American political mythology boasts a fairly well known story about the inclusion of sex as a protected category in the 1964 Civil Rights Act. Title VII of that act forbids discrimination in employment on the grounds of race, creed, color, or national origin as well as sex. It is the only provision of the original act to incorporate the word sex. Popular lore holds that sex was added to this title of the bill as something of a joke. 1 And in fact there is significant evidence that Howard Smith, chair of the powerful House Rules Committee, a Virginia Democrat, and an ardent segregationist, believed that adding sex would discourage some members of the Congress from voting for civil rights for African Americans. Smith “really wanted to kill the civil rights bill, ” recalled Assistant Secretary of Labor Esther Peterson. 2 Adding sex would focus attention on what he believed was a ridiculous effort to alter long-standing habits of mind with regard to racial beliefs.

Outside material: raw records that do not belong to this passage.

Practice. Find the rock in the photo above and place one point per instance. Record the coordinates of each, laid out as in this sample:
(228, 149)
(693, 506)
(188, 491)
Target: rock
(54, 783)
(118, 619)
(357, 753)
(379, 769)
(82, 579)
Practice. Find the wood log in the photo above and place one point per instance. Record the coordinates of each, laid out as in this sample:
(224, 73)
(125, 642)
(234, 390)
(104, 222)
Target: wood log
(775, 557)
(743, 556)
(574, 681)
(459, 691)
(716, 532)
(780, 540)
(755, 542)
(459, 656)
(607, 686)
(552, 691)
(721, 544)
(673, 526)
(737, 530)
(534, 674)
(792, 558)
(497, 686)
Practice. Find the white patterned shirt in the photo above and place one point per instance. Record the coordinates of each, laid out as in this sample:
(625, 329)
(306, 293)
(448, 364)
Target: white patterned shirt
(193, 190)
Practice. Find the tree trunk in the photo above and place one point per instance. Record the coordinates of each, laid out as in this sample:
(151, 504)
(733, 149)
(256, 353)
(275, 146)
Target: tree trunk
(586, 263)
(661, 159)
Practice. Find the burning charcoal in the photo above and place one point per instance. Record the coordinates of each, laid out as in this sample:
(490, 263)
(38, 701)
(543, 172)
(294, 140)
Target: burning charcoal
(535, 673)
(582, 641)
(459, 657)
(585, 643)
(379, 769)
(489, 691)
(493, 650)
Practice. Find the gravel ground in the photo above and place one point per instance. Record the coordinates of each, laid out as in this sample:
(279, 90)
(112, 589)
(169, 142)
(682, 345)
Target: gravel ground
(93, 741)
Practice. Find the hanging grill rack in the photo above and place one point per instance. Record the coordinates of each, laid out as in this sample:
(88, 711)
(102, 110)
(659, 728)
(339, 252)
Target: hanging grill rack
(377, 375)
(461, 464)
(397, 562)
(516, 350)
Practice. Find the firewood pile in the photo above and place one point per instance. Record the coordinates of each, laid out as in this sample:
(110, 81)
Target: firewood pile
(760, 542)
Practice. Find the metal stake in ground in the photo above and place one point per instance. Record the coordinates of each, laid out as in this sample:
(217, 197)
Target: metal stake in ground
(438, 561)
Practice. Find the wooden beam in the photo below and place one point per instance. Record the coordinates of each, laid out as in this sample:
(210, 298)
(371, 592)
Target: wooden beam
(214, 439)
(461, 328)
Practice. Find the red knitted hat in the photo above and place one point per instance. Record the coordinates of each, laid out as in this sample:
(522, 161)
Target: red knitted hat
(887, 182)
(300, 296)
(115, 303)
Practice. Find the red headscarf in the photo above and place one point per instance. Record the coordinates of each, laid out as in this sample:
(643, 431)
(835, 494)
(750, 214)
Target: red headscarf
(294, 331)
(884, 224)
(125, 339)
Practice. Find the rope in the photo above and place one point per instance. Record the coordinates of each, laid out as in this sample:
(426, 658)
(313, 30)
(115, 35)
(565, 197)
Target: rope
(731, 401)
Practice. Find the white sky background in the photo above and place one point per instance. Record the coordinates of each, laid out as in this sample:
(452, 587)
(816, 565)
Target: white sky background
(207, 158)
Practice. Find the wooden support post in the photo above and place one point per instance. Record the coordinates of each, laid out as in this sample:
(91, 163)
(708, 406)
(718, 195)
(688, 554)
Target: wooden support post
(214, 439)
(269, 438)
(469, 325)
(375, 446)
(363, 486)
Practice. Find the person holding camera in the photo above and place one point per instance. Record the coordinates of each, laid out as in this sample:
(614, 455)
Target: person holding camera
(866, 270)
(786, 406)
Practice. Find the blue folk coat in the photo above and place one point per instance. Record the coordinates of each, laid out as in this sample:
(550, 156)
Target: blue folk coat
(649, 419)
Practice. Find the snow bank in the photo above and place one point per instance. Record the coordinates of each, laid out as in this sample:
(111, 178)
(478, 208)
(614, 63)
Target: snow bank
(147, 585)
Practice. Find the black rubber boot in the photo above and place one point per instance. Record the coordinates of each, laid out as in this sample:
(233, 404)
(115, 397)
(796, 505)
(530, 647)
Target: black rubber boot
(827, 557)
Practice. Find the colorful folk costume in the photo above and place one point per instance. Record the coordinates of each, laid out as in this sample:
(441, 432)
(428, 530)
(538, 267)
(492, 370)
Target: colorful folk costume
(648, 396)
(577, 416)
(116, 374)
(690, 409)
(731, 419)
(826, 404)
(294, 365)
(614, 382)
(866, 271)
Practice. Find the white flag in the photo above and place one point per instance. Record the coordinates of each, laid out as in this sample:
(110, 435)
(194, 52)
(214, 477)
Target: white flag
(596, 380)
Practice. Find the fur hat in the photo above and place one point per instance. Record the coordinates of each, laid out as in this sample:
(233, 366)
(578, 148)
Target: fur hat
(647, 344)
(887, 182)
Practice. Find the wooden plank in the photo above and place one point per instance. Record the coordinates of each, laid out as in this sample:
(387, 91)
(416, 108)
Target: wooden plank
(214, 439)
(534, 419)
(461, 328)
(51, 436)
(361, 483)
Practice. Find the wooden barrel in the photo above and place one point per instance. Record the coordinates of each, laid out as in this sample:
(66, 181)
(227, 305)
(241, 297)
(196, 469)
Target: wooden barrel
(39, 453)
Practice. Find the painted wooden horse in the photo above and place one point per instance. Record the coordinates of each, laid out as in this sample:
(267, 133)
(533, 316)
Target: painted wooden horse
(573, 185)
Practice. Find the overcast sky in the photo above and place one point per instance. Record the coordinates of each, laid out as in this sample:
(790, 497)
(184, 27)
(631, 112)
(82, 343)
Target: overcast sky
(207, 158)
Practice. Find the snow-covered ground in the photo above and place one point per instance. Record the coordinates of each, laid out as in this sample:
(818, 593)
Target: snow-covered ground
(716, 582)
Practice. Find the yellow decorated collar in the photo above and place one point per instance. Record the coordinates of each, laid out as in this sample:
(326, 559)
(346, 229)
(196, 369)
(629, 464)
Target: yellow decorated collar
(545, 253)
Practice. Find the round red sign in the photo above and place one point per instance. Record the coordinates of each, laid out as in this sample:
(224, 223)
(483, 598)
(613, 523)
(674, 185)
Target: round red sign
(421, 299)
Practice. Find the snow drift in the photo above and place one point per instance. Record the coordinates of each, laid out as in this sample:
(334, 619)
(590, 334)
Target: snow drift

Smith had good reason for derision. No fair employment practices bill had become law since 1941. Only once—in 1951—had such a bill made it through even one of the two houses of Congress. When it came to the floor, opponents attempted to subvert it by tossing in clauses to forbid discrimination on the basis of political affiliation, physical disability, and sex. Though the bill passed in the House, the Senate had turned it down flat.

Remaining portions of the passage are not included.